该子项目是利用该技术的众多研究子项目之一 资源由 NIH/NCRR 资助的中心拨款提供。子项目和 研究者 (PI) 可能已从 NIH 的另一个来源获得主要资金， 因此可以在其他 CRISP 条目中表示。列出的机构是 对于中心来说，它不一定是研究者的机构。 Polo 样激酶 1 (Plk1) 是一种中央有丝分裂激酶，参与有丝分裂检查点的调节，这是一种控制染色体分离和防止整个染色体丢失或获得的机制，这是出生缺陷的已知原因，也是癌症发生的一个促成因素。 Plk1 功能的多样性使其难以解析其在细胞分裂中的功能。
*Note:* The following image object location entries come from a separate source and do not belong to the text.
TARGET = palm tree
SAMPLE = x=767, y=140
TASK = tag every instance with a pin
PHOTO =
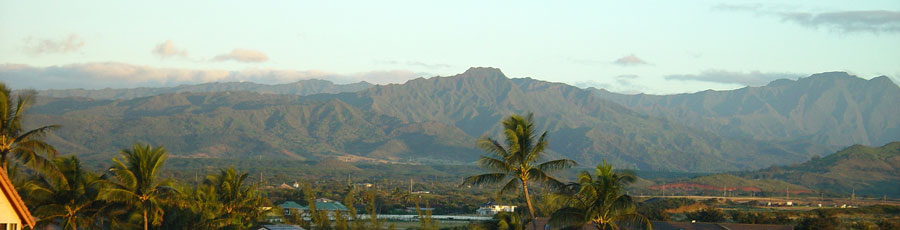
x=517, y=160
x=137, y=182
x=239, y=201
x=15, y=141
x=599, y=200
x=71, y=199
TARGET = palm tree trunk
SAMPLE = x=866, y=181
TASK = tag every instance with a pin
x=146, y=225
x=528, y=201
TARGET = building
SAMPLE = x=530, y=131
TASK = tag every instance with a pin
x=491, y=208
x=322, y=204
x=280, y=227
x=14, y=215
x=673, y=225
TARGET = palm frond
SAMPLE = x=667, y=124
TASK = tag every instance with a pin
x=511, y=185
x=495, y=164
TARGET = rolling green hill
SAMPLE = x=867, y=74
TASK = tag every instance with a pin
x=867, y=170
x=434, y=120
x=832, y=108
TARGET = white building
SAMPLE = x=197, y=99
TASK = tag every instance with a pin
x=13, y=213
x=491, y=208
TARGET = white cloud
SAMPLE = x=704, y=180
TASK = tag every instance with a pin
x=168, y=49
x=873, y=21
x=68, y=44
x=243, y=55
x=629, y=60
x=120, y=75
x=753, y=78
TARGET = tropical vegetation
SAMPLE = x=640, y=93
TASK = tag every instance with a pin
x=515, y=164
x=599, y=200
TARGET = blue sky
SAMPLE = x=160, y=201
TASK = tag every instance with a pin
x=657, y=47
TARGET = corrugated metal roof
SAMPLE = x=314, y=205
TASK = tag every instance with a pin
x=327, y=206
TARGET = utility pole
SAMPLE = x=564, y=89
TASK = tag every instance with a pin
x=724, y=190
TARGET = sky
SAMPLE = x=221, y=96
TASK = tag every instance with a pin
x=654, y=47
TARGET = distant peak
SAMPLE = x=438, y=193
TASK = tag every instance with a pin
x=832, y=75
x=882, y=80
x=484, y=72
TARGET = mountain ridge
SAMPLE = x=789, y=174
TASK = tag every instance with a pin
x=433, y=120
x=301, y=87
x=832, y=108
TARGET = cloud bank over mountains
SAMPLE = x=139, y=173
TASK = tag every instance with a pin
x=753, y=78
x=37, y=46
x=847, y=21
x=100, y=75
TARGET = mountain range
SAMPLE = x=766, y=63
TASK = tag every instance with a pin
x=832, y=108
x=437, y=120
x=303, y=87
x=859, y=169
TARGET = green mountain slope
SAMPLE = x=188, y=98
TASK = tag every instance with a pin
x=435, y=120
x=829, y=108
x=302, y=87
x=867, y=170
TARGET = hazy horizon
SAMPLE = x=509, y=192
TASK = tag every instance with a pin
x=654, y=48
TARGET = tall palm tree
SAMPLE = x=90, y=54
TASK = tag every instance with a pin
x=516, y=163
x=137, y=183
x=15, y=141
x=239, y=201
x=599, y=200
x=70, y=201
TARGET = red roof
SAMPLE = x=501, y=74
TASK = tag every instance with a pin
x=14, y=199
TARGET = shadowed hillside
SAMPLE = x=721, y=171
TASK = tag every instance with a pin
x=434, y=120
x=832, y=108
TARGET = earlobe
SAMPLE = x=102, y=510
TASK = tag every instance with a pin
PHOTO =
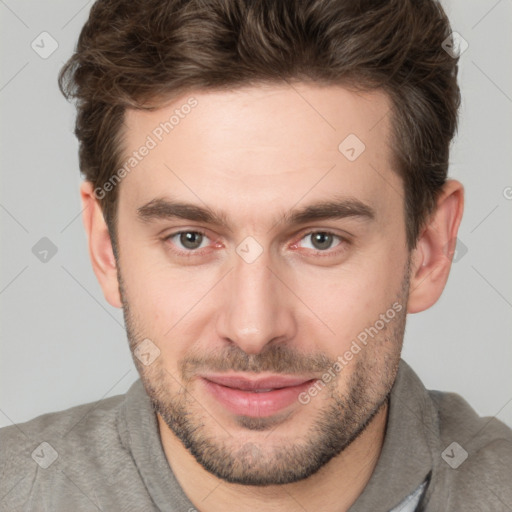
x=100, y=245
x=431, y=259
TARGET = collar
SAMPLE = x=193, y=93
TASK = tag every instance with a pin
x=407, y=458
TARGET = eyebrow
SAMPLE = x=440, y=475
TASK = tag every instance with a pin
x=338, y=208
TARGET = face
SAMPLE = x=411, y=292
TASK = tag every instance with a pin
x=264, y=273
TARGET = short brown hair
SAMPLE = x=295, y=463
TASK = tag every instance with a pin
x=131, y=52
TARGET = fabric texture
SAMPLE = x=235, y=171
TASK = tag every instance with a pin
x=438, y=455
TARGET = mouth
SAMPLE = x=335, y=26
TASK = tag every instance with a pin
x=261, y=397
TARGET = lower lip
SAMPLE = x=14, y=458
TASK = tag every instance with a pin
x=256, y=405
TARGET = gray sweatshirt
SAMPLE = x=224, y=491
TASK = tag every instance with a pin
x=438, y=455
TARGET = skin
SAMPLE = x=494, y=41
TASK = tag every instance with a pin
x=254, y=155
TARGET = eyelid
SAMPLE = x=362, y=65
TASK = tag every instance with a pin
x=342, y=239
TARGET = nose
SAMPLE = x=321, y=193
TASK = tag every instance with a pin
x=255, y=308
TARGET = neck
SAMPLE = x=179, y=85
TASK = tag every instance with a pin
x=335, y=487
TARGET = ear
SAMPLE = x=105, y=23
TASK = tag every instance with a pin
x=100, y=245
x=433, y=254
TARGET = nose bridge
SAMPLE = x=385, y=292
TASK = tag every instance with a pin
x=254, y=311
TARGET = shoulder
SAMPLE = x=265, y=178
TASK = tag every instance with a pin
x=476, y=453
x=44, y=452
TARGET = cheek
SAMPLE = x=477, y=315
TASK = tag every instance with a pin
x=352, y=297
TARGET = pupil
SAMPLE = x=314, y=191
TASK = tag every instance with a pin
x=191, y=239
x=322, y=240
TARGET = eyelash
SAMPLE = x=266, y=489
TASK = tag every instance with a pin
x=198, y=252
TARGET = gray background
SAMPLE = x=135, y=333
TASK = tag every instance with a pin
x=62, y=344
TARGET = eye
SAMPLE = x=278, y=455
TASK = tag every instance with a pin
x=188, y=240
x=320, y=241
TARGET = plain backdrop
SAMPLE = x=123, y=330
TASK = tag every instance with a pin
x=63, y=345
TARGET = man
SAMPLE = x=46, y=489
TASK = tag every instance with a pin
x=266, y=197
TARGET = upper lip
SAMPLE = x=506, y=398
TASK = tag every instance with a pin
x=245, y=384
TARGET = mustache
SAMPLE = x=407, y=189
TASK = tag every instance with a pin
x=275, y=359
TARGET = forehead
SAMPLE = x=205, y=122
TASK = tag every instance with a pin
x=265, y=145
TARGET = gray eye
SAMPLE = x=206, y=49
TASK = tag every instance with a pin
x=191, y=239
x=321, y=240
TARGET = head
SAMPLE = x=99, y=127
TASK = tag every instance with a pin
x=266, y=196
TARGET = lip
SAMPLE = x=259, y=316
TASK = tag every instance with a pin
x=256, y=398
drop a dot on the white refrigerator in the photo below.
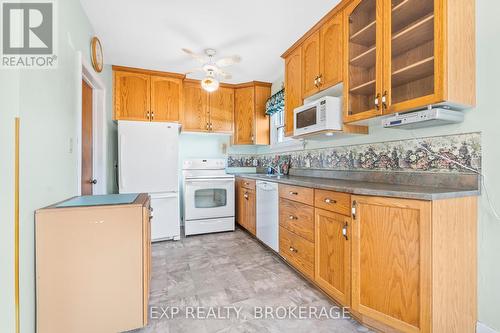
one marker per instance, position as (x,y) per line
(148,162)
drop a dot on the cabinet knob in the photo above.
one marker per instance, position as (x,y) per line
(384,100)
(328,200)
(377,101)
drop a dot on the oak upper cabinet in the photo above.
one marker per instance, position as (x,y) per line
(221,105)
(331,52)
(429,55)
(131,96)
(251,122)
(322,57)
(166,98)
(391,262)
(333,254)
(146,95)
(293,87)
(363,70)
(310,65)
(196,115)
(403,55)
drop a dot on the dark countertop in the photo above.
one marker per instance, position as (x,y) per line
(368,188)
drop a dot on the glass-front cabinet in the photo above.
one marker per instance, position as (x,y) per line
(410,66)
(363,73)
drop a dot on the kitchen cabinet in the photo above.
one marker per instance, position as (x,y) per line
(322,57)
(296,232)
(251,122)
(405,273)
(399,56)
(207,112)
(196,115)
(221,106)
(83,247)
(293,87)
(333,254)
(245,205)
(146,95)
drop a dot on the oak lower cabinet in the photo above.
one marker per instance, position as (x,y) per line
(93,265)
(246,204)
(333,254)
(414,264)
(146,95)
(296,228)
(251,122)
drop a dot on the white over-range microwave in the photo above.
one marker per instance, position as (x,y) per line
(321,115)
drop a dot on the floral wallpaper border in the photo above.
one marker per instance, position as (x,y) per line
(413,155)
解决这个问题的一个潜在方法是识别着丝粒特异性 PLK-1 底物。我们确定了一系列 N 末端“MELT”一种名为 KNL-1（动粒空蛋白-1）的蛋白质中的重复序列，适合 PLK-1 磷酸化的共有位点。 KNL-1 是一种位于染色体上的蛋白质，对于着丝粒组装和染色体分离是必需的。我们正在测试 KNL-1 是 PLK-1 底物的假设，并研究这种磷酸调节在染色体分离和检查点信号传导中的作用。根据 MELT 重复序列的位置预测，KNL-1 (KNL-11-505) 的 N 末端片段是极好的体外 PLK-1 底物（放射性激酶测定）。为了评估 KNL-1 PLK-1 磷酸化的功能，我们与斯克里普斯研究所生理蛋白质组学中心合作，通过结合体外激酶测定和质谱分析，在 KNL-1 上绘制了 PLK-1 靶位点。在我们提交分析的 3 个样品中，分别多次鉴定出 6 个磷酸位点，表明它们是 KNL-1 上 PLK-1 磷酸化的主要位点。现在我们正在研究这些磷酸化在控制线虫胚胎中有丝分裂进展和染色体分离中的作用。